Es ist nicht nur mangelnde Aufgeschlossenheit gegenüber noch Unerhörtem, die diesen und vielen anderen Frauen ihr Dasein außerhalb der Wahrnehmung durch die breite Masse bescherte und beschert. Politische, ökonomische und kulturelle Machtstrukturen erlauben es Männern seit Hunderten von Jahren, ihre Macht gegen Einflüsse von sie in Frage stellenden Kräften abzuschirmen.

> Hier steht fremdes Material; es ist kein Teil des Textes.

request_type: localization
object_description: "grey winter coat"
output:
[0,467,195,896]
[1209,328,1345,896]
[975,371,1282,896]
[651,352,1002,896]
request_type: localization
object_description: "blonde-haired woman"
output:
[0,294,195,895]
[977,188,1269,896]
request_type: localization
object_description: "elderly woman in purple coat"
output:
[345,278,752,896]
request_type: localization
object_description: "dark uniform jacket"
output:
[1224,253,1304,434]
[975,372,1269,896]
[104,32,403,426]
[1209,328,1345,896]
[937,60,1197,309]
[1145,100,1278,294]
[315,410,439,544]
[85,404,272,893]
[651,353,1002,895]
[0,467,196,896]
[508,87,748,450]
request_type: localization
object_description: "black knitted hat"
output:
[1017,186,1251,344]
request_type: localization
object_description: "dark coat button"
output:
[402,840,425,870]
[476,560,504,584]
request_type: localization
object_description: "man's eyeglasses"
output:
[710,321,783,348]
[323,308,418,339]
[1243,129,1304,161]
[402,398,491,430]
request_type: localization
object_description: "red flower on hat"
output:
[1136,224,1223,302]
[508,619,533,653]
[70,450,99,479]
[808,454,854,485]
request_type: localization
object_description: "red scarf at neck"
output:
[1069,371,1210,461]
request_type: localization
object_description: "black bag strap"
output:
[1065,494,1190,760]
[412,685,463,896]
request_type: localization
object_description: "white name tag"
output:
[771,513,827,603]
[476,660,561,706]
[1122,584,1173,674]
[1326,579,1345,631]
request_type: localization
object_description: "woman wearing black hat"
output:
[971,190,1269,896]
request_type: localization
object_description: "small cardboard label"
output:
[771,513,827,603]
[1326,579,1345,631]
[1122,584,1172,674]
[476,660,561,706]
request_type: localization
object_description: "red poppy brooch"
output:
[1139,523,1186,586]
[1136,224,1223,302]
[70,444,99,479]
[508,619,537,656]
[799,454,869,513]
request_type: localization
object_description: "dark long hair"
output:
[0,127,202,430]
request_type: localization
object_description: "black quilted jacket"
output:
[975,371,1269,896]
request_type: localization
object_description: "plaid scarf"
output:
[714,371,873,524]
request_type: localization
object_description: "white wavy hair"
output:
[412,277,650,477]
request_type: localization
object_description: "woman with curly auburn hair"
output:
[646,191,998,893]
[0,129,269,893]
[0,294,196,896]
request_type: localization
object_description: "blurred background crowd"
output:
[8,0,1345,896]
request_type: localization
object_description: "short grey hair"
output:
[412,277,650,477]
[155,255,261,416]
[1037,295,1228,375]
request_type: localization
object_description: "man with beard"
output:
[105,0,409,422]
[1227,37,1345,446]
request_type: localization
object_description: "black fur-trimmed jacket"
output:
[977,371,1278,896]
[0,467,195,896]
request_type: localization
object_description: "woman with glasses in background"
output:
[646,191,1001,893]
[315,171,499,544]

Auch heute noch sitzt das Patriarchat sehr fest in seinem durchgerittenen Sattel. Die sechs singen „Bella Ciao“, das italienische Partisanenlied.
Die einzigartige physische Artikulationskraft der TänzerInnen und deren ausgeprägte Individualität machen ebenso wie ihre Leichtigkeit in den synchron getanzten Gruppenszenen das Stück zu einem ganz besonderen Tanz-Erlebnis. Die politische Botschaft von „VOICE NOISE“ geht über die Anklage der Diskriminierung von Frauen in Kunst und Kultur weit hinaus. Patriarchale Herrschaftsstrukturen prägen praktisch den gesamten Planeten, und das seit Jahrtausenden. Wie dieses Stück zeigt: Jeder Kontinent, jede Religionsgemeinschaft, fast jede, wie weit auch immer entwickelte Nation sind betroffen.
Die Wirkungen auf die Diskriminierten sind, weil sie Teil der Gesellschaften sind, Wirkungen auf die Gesamtheit dieser Gesellschaften. Deren Destruktion und die Auflehnung dagegen werden zu Songs und Tänzen. Für die sechs hier ist ihr Tanz ihre Waffe. Sie tanzen am Ende in der Stille weiter, tanzen ihr feministisches Manifest für die Gleichheit und das Miteinander aller schier endlos fort.
Jan Martens mit „VOICE NOISE“ am 26.04.2025 im Festspielhaus St. Pölten.